Skip to main content

ADR-016: Archive DNS-IAC

Status

✅ Accepted

Context

The Operations Engineering team is responsible for managing the Ministry of Justice (MoJ) Domain Name Service (DNS) estate. The MoJ DNS estate is large, and currently consists of 419 hosted zones in Amazon Web Services (AWS) Route53.

The purpose of DNS-IAC was to bring our DNS estate under the modern practice of managing “Infrastructure As Code” (IAC). Using IAC is typically considered good practice as it allows you to incorporate modern software development practices into how you manage infrastructure such as version control, auditing of system changes, peer reviews of system changes etc.

Problems

The current DNS-IAC solution falls short of its intended purpose as it only covers ~25% of our DNS estate. This section will detail some of the root problems identified with DNS-IAC as it currently stands.
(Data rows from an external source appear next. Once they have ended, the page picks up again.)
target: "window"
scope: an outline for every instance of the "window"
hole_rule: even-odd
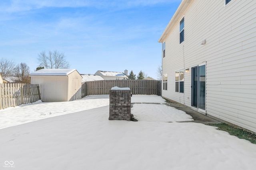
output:
[[[175,92],[184,93],[184,69],[175,72]]]
[[[228,2],[231,1],[231,0],[226,0],[226,4],[228,4]]]
[[[167,74],[163,76],[163,90],[167,90]]]
[[[180,43],[184,41],[184,17],[180,22]]]
[[[165,57],[165,42],[163,43],[163,58]]]

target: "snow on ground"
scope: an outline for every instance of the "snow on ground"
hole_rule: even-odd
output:
[[[40,100],[0,110],[0,129],[109,105],[109,95],[89,96],[71,102],[43,102]]]
[[[94,105],[100,103],[99,97],[104,106],[101,96],[81,100],[93,100],[90,103]],[[138,103],[144,102],[140,98]],[[70,110],[76,107],[76,102],[72,103]],[[63,109],[54,104],[53,110]],[[26,110],[36,109],[36,105],[42,109],[43,104],[26,105]],[[142,110],[144,104],[135,107]],[[11,109],[19,112],[25,106]],[[0,169],[235,170],[256,167],[256,145],[214,127],[189,122],[110,121],[108,106],[94,107],[0,129]],[[162,111],[147,111],[153,115]]]
[[[194,120],[184,111],[163,104],[134,104],[131,112],[134,118],[140,121],[175,122]]]

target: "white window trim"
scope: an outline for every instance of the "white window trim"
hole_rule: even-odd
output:
[[[184,77],[183,77],[183,80],[180,80],[180,70],[182,70],[182,69],[183,70],[183,76],[184,76]],[[179,72],[179,80],[176,80],[176,72],[177,71],[178,71],[178,72]],[[175,91],[175,93],[181,93],[181,94],[184,94],[184,76],[185,76],[185,69],[184,68],[181,68],[180,69],[179,69],[178,70],[175,70],[175,77],[174,77],[174,78],[175,78],[175,79],[174,79],[175,81],[174,81],[174,82],[175,82],[175,84],[174,84],[175,85],[175,86],[174,86],[174,88],[174,88],[174,91]],[[175,89],[176,88],[176,82],[179,82],[179,91],[178,91],[178,92],[176,92],[176,89]],[[180,92],[180,82],[183,82],[183,92]]]
[[[167,77],[167,80],[166,80],[165,77]],[[168,74],[163,74],[163,90],[168,90],[167,88],[168,85]]]

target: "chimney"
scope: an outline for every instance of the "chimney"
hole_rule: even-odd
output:
[[[124,74],[126,76],[128,76],[128,70],[124,70]]]

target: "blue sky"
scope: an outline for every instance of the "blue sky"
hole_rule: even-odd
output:
[[[0,58],[33,72],[43,51],[64,53],[70,68],[142,70],[156,78],[157,41],[181,0],[13,0],[0,3]]]

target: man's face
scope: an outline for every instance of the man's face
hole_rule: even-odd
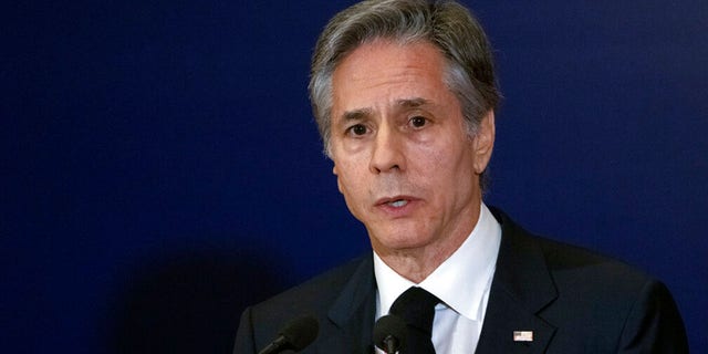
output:
[[[334,71],[333,171],[379,256],[457,248],[477,222],[493,113],[471,138],[442,73],[433,44],[384,40]]]

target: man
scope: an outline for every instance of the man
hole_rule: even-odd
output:
[[[499,93],[464,7],[342,11],[317,41],[310,93],[374,252],[247,309],[235,353],[256,353],[303,313],[320,323],[306,353],[372,353],[374,323],[389,313],[406,325],[404,353],[688,352],[662,283],[531,236],[482,202]],[[408,315],[418,305],[426,325]]]

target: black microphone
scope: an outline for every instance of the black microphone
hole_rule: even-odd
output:
[[[406,322],[393,314],[378,319],[374,324],[374,344],[387,354],[398,352],[406,342],[407,334]]]
[[[317,319],[304,315],[288,322],[278,333],[278,337],[270,342],[258,354],[275,354],[285,350],[300,352],[314,342],[320,331]]]

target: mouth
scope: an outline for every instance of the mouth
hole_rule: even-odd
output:
[[[379,199],[378,202],[376,202],[376,205],[377,206],[386,206],[386,207],[391,207],[391,208],[403,208],[403,207],[407,206],[412,200],[413,200],[413,198],[410,198],[410,197],[398,196],[398,197],[393,197],[393,198]]]

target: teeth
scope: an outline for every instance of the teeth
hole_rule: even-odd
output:
[[[407,204],[408,204],[408,200],[403,200],[403,199],[399,199],[399,200],[396,200],[396,201],[388,202],[388,205],[389,205],[389,206],[392,206],[392,207],[396,207],[396,208],[400,208],[400,207],[403,207],[403,206],[405,206],[405,205],[407,205]]]

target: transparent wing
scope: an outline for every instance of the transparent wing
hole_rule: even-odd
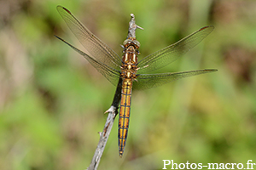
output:
[[[212,26],[203,27],[176,43],[148,55],[138,62],[137,67],[140,69],[137,73],[147,73],[166,66],[201,42],[213,29]]]
[[[61,6],[57,6],[57,10],[91,57],[113,69],[119,70],[122,65],[121,59],[113,49],[92,34],[69,10]]]
[[[56,37],[56,36],[55,36]],[[67,45],[69,45],[72,48],[73,48],[75,51],[77,51],[79,54],[83,55],[101,74],[102,74],[109,82],[111,82],[114,86],[116,86],[120,72],[104,63],[102,63],[100,61],[96,60],[87,54],[84,53],[83,51],[78,49],[77,48],[73,47],[65,40],[61,39],[61,37],[56,37]]]
[[[217,70],[212,69],[189,71],[183,72],[168,72],[160,74],[141,74],[137,75],[137,82],[133,82],[133,88],[135,89],[148,89],[181,78],[215,71],[217,71]]]

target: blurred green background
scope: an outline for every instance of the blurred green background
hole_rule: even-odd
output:
[[[116,119],[99,169],[161,169],[162,160],[256,163],[256,1],[5,0],[0,2],[0,169],[84,169],[104,127],[115,87],[54,37],[84,50],[57,5],[119,55],[133,13],[144,28],[137,31],[140,59],[215,26],[161,71],[218,71],[133,91],[124,156],[119,157]]]

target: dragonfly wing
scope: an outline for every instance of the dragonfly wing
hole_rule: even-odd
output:
[[[119,77],[120,75],[119,71],[117,71],[104,63],[96,60],[87,54],[84,53],[83,51],[78,49],[77,48],[73,47],[65,40],[61,39],[61,37],[56,37],[67,45],[69,45],[72,48],[77,51],[79,54],[83,55],[101,74],[102,74],[109,82],[111,82],[114,86],[116,86]]]
[[[166,66],[201,42],[213,29],[212,26],[203,27],[176,43],[148,55],[138,62],[137,67],[140,69],[137,72],[142,74]]]
[[[60,5],[57,10],[90,56],[112,68],[119,69],[121,59],[113,49],[91,33],[69,10]]]
[[[137,75],[137,81],[133,82],[133,88],[135,89],[148,89],[181,78],[215,71],[217,71],[217,70],[212,69],[160,74],[141,74]]]

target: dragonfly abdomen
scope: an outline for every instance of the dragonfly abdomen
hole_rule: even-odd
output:
[[[129,118],[131,113],[132,81],[125,79],[122,85],[121,103],[119,120],[119,147],[122,157],[128,134]]]

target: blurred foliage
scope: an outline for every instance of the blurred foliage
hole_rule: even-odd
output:
[[[115,87],[54,37],[83,49],[59,4],[120,55],[135,14],[140,59],[215,26],[162,71],[218,71],[134,91],[125,155],[116,120],[99,169],[255,163],[256,1],[10,0],[0,2],[0,169],[84,169],[103,128]]]

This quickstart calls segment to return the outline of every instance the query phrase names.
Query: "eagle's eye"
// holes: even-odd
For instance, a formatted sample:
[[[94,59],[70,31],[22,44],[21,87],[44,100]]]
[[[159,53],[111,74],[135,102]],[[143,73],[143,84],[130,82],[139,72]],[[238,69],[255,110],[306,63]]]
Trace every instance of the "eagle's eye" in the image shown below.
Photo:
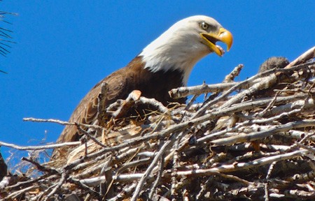
[[[200,24],[200,27],[201,27],[202,29],[204,29],[204,30],[207,30],[208,28],[209,28],[209,24],[206,24],[206,23],[204,22],[202,22]]]

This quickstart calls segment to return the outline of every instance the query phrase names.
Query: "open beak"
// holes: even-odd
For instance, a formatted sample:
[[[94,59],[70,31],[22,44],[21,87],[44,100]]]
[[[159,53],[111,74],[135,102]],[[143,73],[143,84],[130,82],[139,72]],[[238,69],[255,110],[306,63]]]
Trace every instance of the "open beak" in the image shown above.
[[[220,28],[218,34],[202,33],[200,35],[202,38],[204,39],[206,45],[208,45],[210,50],[216,52],[216,54],[220,57],[224,54],[224,50],[223,48],[218,45],[216,45],[216,43],[220,41],[225,43],[227,46],[227,52],[230,50],[232,47],[232,44],[233,43],[233,36],[232,36],[231,32],[224,28]]]

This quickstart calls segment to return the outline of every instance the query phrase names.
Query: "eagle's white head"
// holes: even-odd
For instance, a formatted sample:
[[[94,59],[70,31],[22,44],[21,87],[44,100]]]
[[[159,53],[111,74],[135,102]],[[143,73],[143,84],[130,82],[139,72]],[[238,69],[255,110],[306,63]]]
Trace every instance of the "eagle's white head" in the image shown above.
[[[139,56],[145,68],[151,72],[180,70],[183,84],[186,85],[195,64],[206,54],[222,56],[223,49],[216,45],[221,41],[232,46],[233,38],[216,20],[204,15],[185,18],[172,26],[146,46]]]

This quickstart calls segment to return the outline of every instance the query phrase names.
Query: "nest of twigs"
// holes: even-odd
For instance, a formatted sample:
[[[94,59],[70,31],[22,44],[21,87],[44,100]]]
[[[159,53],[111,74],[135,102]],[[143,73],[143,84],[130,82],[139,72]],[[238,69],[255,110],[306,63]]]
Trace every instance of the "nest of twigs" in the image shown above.
[[[315,47],[284,68],[242,82],[233,81],[239,65],[223,83],[170,91],[173,97],[193,95],[187,105],[169,109],[138,97],[134,104],[158,108],[141,124],[122,121],[111,129],[95,128],[102,135],[88,132],[81,142],[15,147],[35,151],[67,146],[68,151],[46,163],[22,158],[31,168],[4,177],[0,196],[13,200],[314,200],[314,54]],[[208,93],[204,103],[192,103]],[[34,171],[41,174],[35,177]]]

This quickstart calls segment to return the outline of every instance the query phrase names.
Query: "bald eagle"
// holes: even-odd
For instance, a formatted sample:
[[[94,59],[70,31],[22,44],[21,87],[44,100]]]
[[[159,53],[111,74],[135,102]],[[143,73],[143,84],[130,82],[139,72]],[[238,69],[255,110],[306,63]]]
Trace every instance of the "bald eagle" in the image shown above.
[[[97,84],[80,102],[69,121],[97,122],[102,83],[107,84],[102,108],[126,98],[133,90],[139,90],[143,96],[155,98],[164,105],[185,103],[186,98],[173,99],[168,91],[186,86],[192,67],[204,56],[211,52],[223,56],[224,50],[216,42],[225,43],[228,51],[232,40],[231,33],[211,17],[197,15],[183,19],[146,46],[125,67]],[[79,137],[76,126],[66,126],[57,142],[76,141]]]

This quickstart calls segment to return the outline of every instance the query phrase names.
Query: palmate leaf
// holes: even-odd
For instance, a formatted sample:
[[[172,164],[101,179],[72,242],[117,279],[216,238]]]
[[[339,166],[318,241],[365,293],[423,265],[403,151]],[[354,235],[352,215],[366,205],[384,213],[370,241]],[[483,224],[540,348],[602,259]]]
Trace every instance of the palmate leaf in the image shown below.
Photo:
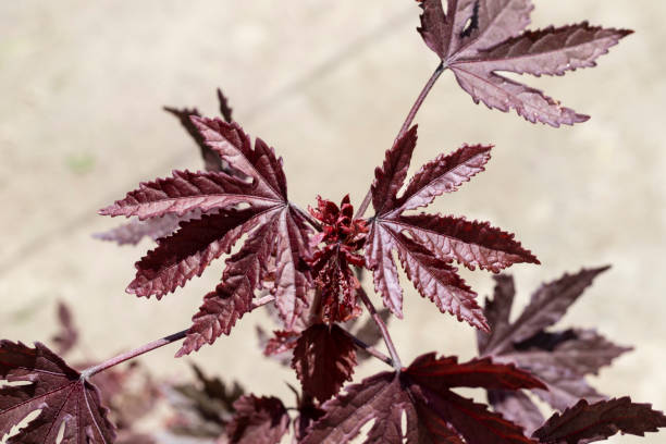
[[[523,32],[533,9],[530,0],[447,0],[446,13],[442,0],[417,1],[423,10],[421,37],[474,102],[502,111],[515,109],[532,123],[552,126],[572,125],[589,116],[498,73],[563,75],[594,66],[600,55],[632,33],[587,22]]]
[[[301,444],[350,442],[368,422],[373,425],[363,444],[459,443],[535,444],[520,427],[455,394],[451,388],[519,390],[543,387],[514,366],[490,359],[458,363],[456,358],[422,355],[399,374],[382,372],[349,385],[326,402],[326,412],[312,424]],[[407,428],[402,428],[403,414]]]
[[[402,196],[416,146],[414,126],[386,151],[382,168],[375,170],[372,205],[366,240],[366,263],[372,270],[374,287],[384,305],[403,316],[403,291],[393,260],[396,251],[407,276],[419,293],[440,308],[471,325],[488,330],[473,293],[449,264],[457,261],[470,269],[499,271],[516,262],[539,263],[538,259],[505,233],[488,223],[439,214],[405,215],[404,211],[424,207],[444,193],[455,192],[462,183],[483,171],[491,147],[465,146],[425,163],[411,178]]]
[[[478,333],[480,356],[492,356],[495,361],[515,363],[532,372],[548,387],[547,391],[534,390],[534,394],[555,409],[564,410],[581,398],[591,403],[605,399],[584,377],[597,374],[601,368],[631,348],[615,345],[593,330],[546,332],[545,329],[559,321],[593,280],[607,269],[583,269],[541,285],[513,322],[514,280],[508,275],[496,276],[494,297],[486,299],[484,310],[492,333]],[[532,431],[538,425],[534,418],[540,412],[527,396],[521,396],[489,392],[495,410]]]
[[[27,382],[0,386],[0,437],[36,410],[39,415],[8,439],[8,444],[111,444],[114,427],[107,419],[95,385],[44,344],[35,348],[0,342],[0,379]]]
[[[212,344],[229,334],[236,320],[251,308],[255,291],[264,285],[289,330],[308,306],[311,278],[305,259],[310,257],[309,229],[287,199],[282,160],[263,140],[251,144],[236,123],[193,118],[202,139],[233,169],[174,172],[171,177],[141,184],[102,214],[155,218],[209,212],[181,223],[172,236],[137,262],[127,292],[157,296],[175,291],[200,275],[212,260],[229,254],[248,235],[238,252],[226,261],[222,283],[205,297],[178,356]],[[240,207],[239,207],[240,206]],[[245,206],[245,208],[242,208]]]
[[[294,348],[292,368],[303,390],[321,403],[335,395],[345,381],[351,381],[355,367],[356,346],[335,324],[310,325]]]
[[[587,444],[605,441],[617,432],[643,436],[666,427],[666,416],[650,404],[636,404],[629,397],[576,406],[555,414],[534,437],[544,444]]]
[[[196,219],[192,218],[190,214],[192,213],[188,213],[184,217],[164,214],[145,221],[134,219],[103,233],[95,233],[92,237],[100,240],[114,242],[118,245],[136,245],[141,242],[144,237],[157,240],[160,237],[169,236],[175,232],[182,221]],[[197,214],[197,217],[200,215],[200,213]]]
[[[230,444],[279,444],[287,432],[289,416],[275,397],[244,395],[234,409],[227,428]]]
[[[233,121],[232,109],[229,106],[229,100],[224,94],[222,94],[220,88],[218,88],[218,100],[220,103],[221,115],[224,118],[225,122],[231,123]],[[175,115],[185,131],[197,144],[201,152],[201,158],[203,159],[203,166],[207,171],[224,171],[226,173],[233,173],[229,168],[229,164],[222,161],[220,155],[206,145],[206,140],[197,130],[197,126],[192,122],[192,116],[201,116],[196,108],[177,109],[164,107],[164,111]],[[107,232],[96,233],[94,234],[94,237],[101,240],[115,242],[119,245],[136,245],[144,237],[149,237],[152,240],[157,240],[160,237],[168,236],[178,229],[178,224],[181,222],[192,219],[199,219],[200,217],[200,211],[193,211],[182,217],[169,213],[162,217],[150,218],[143,221],[135,219]]]

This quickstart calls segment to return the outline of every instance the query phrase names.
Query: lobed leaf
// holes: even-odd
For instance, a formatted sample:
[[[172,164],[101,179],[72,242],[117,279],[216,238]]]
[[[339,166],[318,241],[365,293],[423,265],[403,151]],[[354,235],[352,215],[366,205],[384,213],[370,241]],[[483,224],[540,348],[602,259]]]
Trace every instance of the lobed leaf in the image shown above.
[[[501,335],[491,335],[484,354],[497,355],[506,351],[514,343],[525,341],[553,325],[592,284],[594,278],[606,270],[608,267],[583,269],[576,274],[565,274],[557,281],[543,284],[532,294],[530,304],[510,329],[504,330]]]
[[[138,189],[99,213],[136,215],[145,220],[164,214],[182,217],[195,210],[207,212],[239,203],[267,208],[282,202],[276,196],[257,194],[256,188],[256,185],[223,172],[174,171],[171,177],[141,183]]]
[[[429,205],[443,193],[456,190],[483,171],[490,159],[490,147],[481,145],[439,156],[415,174],[398,198],[415,141],[416,126],[386,151],[382,168],[375,170],[371,192],[378,213],[369,220],[365,243],[366,266],[372,270],[374,288],[384,306],[402,318],[403,291],[393,259],[396,251],[407,276],[423,297],[433,300],[442,312],[488,330],[476,294],[448,262],[456,260],[470,269],[478,266],[496,272],[516,262],[539,260],[514,240],[513,234],[488,223],[424,213],[403,215],[406,210]]]
[[[287,432],[289,416],[275,397],[244,395],[234,408],[227,430],[230,444],[279,444]]]
[[[477,304],[477,294],[462,281],[457,270],[407,236],[392,234],[407,278],[421,296],[432,300],[443,313],[449,312],[458,321],[467,321],[479,330],[490,332],[483,310]]]
[[[214,259],[229,254],[244,233],[270,220],[270,209],[250,207],[183,222],[176,233],[158,239],[158,247],[136,262],[136,278],[127,293],[161,299],[194,276],[200,276]]]
[[[485,301],[492,333],[478,333],[479,354],[531,371],[547,386],[547,391],[534,390],[534,394],[556,409],[570,407],[581,398],[592,403],[605,399],[584,377],[596,374],[631,348],[617,346],[593,330],[546,332],[544,329],[557,322],[593,279],[606,269],[583,269],[542,285],[515,322],[509,319],[514,280],[497,276],[494,298]],[[531,336],[525,337],[528,334]],[[538,409],[528,398],[519,399],[510,394],[495,396],[489,392],[489,399],[498,411],[530,430],[535,429]]]
[[[356,363],[354,341],[340,326],[313,324],[298,338],[292,368],[303,390],[323,403],[351,381]]]
[[[605,441],[617,432],[643,436],[666,427],[666,416],[650,404],[632,403],[629,397],[589,404],[580,400],[555,414],[534,432],[544,444],[587,444]]]
[[[514,234],[488,222],[440,214],[400,215],[387,222],[394,230],[405,230],[414,238],[444,261],[455,260],[474,270],[495,273],[520,262],[541,263],[523,248]]]
[[[523,32],[533,9],[530,0],[448,0],[446,13],[442,0],[418,1],[423,10],[421,37],[476,103],[514,109],[532,123],[556,127],[589,118],[498,72],[563,75],[594,66],[600,55],[631,34],[585,22]]]
[[[7,444],[111,444],[114,427],[107,419],[96,386],[44,344],[35,348],[0,341],[0,378],[22,385],[0,386],[0,437],[30,412],[38,416]],[[64,428],[62,441],[58,435]]]
[[[418,125],[414,125],[400,136],[386,151],[382,166],[374,170],[374,182],[370,192],[372,206],[378,214],[381,214],[384,208],[395,207],[397,193],[405,183],[411,155],[416,148],[417,127]]]
[[[417,358],[398,374],[378,373],[345,388],[346,393],[323,405],[325,415],[312,424],[301,444],[331,442],[345,444],[372,421],[363,444],[531,443],[521,429],[452,392],[455,386],[503,388],[542,387],[515,367],[493,365],[490,360],[458,365],[456,358]],[[402,417],[407,428],[402,428]]]
[[[457,190],[465,182],[484,171],[483,165],[490,160],[491,148],[465,145],[449,155],[437,156],[411,177],[392,210],[402,212],[427,207],[435,197]]]

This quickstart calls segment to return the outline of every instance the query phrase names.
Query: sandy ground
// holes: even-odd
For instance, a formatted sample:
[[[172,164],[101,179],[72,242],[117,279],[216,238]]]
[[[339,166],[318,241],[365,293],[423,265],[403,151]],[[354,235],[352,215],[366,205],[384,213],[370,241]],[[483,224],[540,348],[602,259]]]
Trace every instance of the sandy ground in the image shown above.
[[[666,409],[666,3],[536,1],[534,27],[589,20],[636,35],[594,70],[528,78],[592,120],[553,130],[474,106],[446,73],[418,115],[414,164],[462,143],[496,146],[488,171],[436,209],[518,233],[542,261],[510,271],[520,304],[541,281],[610,263],[562,325],[597,328],[636,351],[594,384]],[[236,119],[285,159],[289,195],[359,202],[411,101],[436,65],[416,34],[410,0],[109,0],[0,3],[1,336],[46,341],[58,299],[74,307],[87,357],[103,358],[188,325],[221,273],[161,301],[124,293],[150,243],[119,248],[90,237],[120,220],[96,214],[138,182],[200,160],[163,104]],[[490,274],[466,273],[481,294]],[[407,285],[409,286],[409,284]],[[392,331],[405,361],[428,350],[473,354],[473,332],[414,291]],[[192,358],[175,347],[144,362],[183,378],[195,360],[259,394],[288,398],[289,371],[255,346],[261,314]],[[369,365],[359,375],[380,369]],[[661,443],[664,434],[613,443]]]

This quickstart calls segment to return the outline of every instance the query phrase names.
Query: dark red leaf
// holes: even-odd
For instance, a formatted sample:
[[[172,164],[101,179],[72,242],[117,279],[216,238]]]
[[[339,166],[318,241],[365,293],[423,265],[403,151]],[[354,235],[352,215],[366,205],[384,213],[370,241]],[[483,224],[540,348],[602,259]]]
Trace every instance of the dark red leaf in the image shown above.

Monolithic Terraform State File

Due to a monolithic Terraform state file, deployment of changes through Continuous Integration / Continuous Deployment ( CI/CD) pipelines were considered too slow. Adding more of the DNS estate to the current solution would further slow down this process, making it slower to implement changes to our DNS estate. Which contributes to why the team is reluctant to attempt to manage the entire estate with the current solution.

Shared AWS Account

The AWS where we currently host our DNS estate is a legacy account that is shared across multiple teams and business units. This makes it difficult to be confident that manual changes are not being made outside our team and to completely restrict management of the DNS estate to a single solution.

Understanding of The Domain

The team does not have documented research into the core problems, constraints and needs within this area. Making it difficult to make effective decisions and create solutions that resolve whole problems.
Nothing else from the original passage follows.